CJCE, 15 octobre 1996, n° C-298/94

COUR DE JUSTICE DES COMMUNAUTÉS EUROPÉENNES

Arrêt

PARTIES

Demandeur :

Henke

Défendeur :

Gemeinde Schierke, Verwaltungsgemeinschaft Brocken

COMPOSITION DE LA JURIDICTION

Président :

M. Rodríguez Iglesias

Présidents de chambre :

MM. Mancini, Moitinho de Almeida, Murray

Avocat général :

M. Lenz

Juges :

MM. Kapteyn, Edward, Puissochet (rapporteur), Hirsch, Ragnemalm

Avocat :

Me Zieger

CJCE n° C-298/94

15 octobre 1996

LA COUR,

1 Par ordonnance du 19 octobre 1994, parvenue à la Cour le 4 novembre suivant, l'Arbeitsgericht Halberstadt a posé à la Cour, en application de l'article 177 du traité CE, deux questions préjudicielles relatives à l'interprétation de l'article 1er, paragraphe 1, de la directive 77-187-CEE du Conseil, du 14 février 1977, concernant le rapprochement des législations des États membres relatives au maintien des droits des travailleurs en cas de transferts d'entreprises, d'établissements ou de parties d'établissements (JO L 61, p. 26, ci-après la "directive").

2 Ces questions ont été posées dans le cadre d'un litige opposant Mme Henke à la commune de Schierke et à la Verwaltungsgemeinschaft (groupement intercommunal) "Brocken" au sujet de son licenciement.

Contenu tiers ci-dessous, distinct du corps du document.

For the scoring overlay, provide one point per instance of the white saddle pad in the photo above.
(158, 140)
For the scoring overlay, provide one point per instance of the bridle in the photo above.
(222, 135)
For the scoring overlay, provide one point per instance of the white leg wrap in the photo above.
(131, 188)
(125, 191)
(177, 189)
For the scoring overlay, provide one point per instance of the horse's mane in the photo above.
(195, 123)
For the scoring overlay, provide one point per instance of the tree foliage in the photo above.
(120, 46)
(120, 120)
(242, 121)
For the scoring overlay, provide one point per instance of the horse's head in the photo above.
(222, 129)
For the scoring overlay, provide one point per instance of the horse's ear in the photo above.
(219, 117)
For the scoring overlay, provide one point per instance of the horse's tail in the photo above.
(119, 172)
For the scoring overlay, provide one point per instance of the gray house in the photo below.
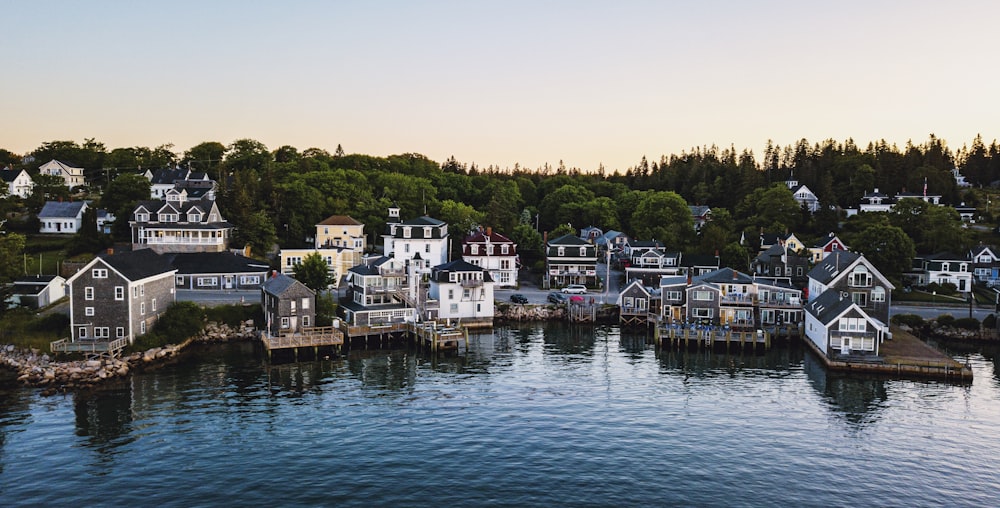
(289, 306)
(119, 296)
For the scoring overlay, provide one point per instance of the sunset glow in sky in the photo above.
(499, 82)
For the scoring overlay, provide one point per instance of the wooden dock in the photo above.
(902, 356)
(112, 348)
(314, 337)
(710, 336)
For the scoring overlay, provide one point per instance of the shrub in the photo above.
(967, 324)
(990, 322)
(911, 320)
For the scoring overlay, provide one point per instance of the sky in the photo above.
(588, 83)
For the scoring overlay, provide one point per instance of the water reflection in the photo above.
(858, 399)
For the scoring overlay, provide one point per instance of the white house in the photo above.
(18, 182)
(464, 291)
(494, 252)
(72, 176)
(62, 217)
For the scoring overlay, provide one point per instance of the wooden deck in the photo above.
(90, 347)
(709, 337)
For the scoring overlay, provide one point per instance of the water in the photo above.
(531, 415)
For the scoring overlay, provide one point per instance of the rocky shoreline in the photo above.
(40, 370)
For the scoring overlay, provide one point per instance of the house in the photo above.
(985, 265)
(494, 252)
(853, 277)
(217, 271)
(425, 238)
(876, 201)
(18, 182)
(782, 261)
(36, 291)
(289, 306)
(825, 246)
(635, 303)
(837, 326)
(340, 241)
(700, 215)
(673, 298)
(378, 293)
(62, 217)
(946, 268)
(463, 291)
(570, 260)
(119, 296)
(72, 176)
(179, 224)
(591, 234)
(341, 231)
(805, 197)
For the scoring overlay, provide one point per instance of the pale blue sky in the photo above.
(499, 82)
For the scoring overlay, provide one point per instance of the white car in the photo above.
(575, 289)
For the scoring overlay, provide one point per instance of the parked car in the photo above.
(557, 298)
(575, 289)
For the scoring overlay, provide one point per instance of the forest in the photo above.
(276, 196)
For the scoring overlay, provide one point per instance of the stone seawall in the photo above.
(37, 369)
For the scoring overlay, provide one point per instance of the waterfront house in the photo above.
(635, 303)
(36, 291)
(62, 217)
(17, 181)
(119, 296)
(463, 291)
(289, 306)
(853, 277)
(72, 176)
(840, 327)
(217, 271)
(377, 293)
(570, 260)
(495, 253)
(179, 224)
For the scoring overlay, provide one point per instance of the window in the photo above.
(878, 294)
(704, 296)
(860, 298)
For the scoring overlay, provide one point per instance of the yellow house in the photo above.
(340, 231)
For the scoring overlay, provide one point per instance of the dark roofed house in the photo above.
(119, 296)
(289, 306)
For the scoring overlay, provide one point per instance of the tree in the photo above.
(663, 216)
(258, 232)
(313, 272)
(888, 247)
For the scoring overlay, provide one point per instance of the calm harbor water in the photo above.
(530, 415)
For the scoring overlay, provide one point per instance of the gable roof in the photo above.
(65, 209)
(339, 220)
(138, 264)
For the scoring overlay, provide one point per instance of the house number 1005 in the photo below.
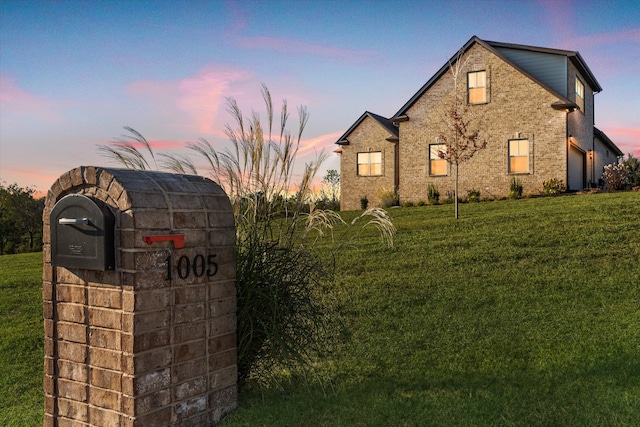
(198, 266)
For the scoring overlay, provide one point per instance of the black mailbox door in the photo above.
(82, 234)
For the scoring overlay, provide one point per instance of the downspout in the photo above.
(593, 139)
(566, 147)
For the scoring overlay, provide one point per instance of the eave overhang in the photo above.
(568, 106)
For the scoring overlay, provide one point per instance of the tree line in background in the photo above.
(20, 220)
(286, 319)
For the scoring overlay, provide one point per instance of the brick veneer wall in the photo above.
(516, 106)
(368, 136)
(129, 347)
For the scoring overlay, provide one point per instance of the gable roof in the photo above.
(572, 55)
(492, 47)
(382, 121)
(597, 133)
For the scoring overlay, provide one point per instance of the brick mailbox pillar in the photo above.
(139, 300)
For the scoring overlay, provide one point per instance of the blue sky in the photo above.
(74, 73)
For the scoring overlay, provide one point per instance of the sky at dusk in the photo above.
(74, 73)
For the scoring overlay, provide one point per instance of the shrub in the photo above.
(515, 188)
(433, 195)
(633, 171)
(615, 176)
(473, 195)
(364, 202)
(553, 186)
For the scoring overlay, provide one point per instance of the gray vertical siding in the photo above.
(548, 68)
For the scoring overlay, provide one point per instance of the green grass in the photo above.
(521, 313)
(21, 340)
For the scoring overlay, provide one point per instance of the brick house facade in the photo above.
(534, 107)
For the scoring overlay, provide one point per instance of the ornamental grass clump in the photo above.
(616, 176)
(285, 320)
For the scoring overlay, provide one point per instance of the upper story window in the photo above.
(580, 94)
(370, 163)
(437, 166)
(518, 156)
(477, 86)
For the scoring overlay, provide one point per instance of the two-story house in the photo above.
(534, 106)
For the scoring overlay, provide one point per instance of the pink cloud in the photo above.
(317, 144)
(15, 100)
(38, 179)
(203, 94)
(295, 46)
(627, 139)
(199, 97)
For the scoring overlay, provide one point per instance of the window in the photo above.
(370, 163)
(518, 156)
(477, 83)
(580, 94)
(437, 166)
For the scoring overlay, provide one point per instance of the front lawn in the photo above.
(521, 313)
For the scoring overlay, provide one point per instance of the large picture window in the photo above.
(370, 163)
(437, 166)
(477, 84)
(519, 156)
(580, 94)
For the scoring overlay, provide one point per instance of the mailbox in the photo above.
(82, 234)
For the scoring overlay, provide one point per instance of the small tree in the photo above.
(633, 170)
(461, 137)
(20, 219)
(331, 190)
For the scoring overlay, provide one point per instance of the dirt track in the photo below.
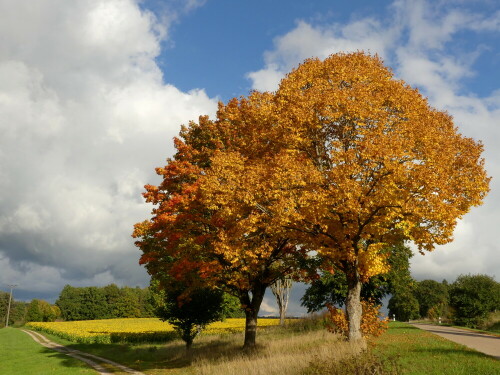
(92, 360)
(481, 342)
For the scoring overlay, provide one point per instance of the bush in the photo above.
(371, 324)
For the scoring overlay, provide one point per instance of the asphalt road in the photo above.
(481, 342)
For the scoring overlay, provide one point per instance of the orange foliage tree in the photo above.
(342, 159)
(217, 220)
(392, 167)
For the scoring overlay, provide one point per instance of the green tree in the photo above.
(70, 302)
(41, 311)
(231, 307)
(432, 297)
(331, 289)
(473, 297)
(190, 312)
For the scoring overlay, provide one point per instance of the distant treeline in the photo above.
(111, 301)
(468, 301)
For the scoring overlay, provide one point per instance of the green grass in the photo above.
(420, 352)
(21, 355)
(403, 347)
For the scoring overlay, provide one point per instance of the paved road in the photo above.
(90, 359)
(481, 342)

3 Aux termes de l'article 75 de la Gemeindeordnung fuer das Land Sachsen-Anhalt, du 5 octobre 1993 (réglementation communale du Land de Saxe-Anhalt, GVBl LSA n° 43-1993, p. 568), dans sa version résultant de la loi portant modification de la loi relative à la coopération communale et à d'autres règles relevant du droit des collectivités locales (GVBI LSA n° 7-1994, p. 164):

"1) Les communes voisines d'une circonscription administrative peuvent, en vue de renforcer leur pouvoir administratif, constituer un groupement intercommunal sur la base d'un contrat de droit public.

..."

L'article 77 du même règlement dispose ensuite:

"1) Le groupement intercommunal remplit les fonctions relevant du domaine d'activité confié par l'État aux communes membres, dans la mesure où le droit fédéral ne s'y oppose pas. Il remplit également les fonctions relevant de ce domaine d'activité dont l'exercice est lié à un nombre d'habitants déterminé, dans la mesure où le groupement intercommunal a ce nombre d'habitants...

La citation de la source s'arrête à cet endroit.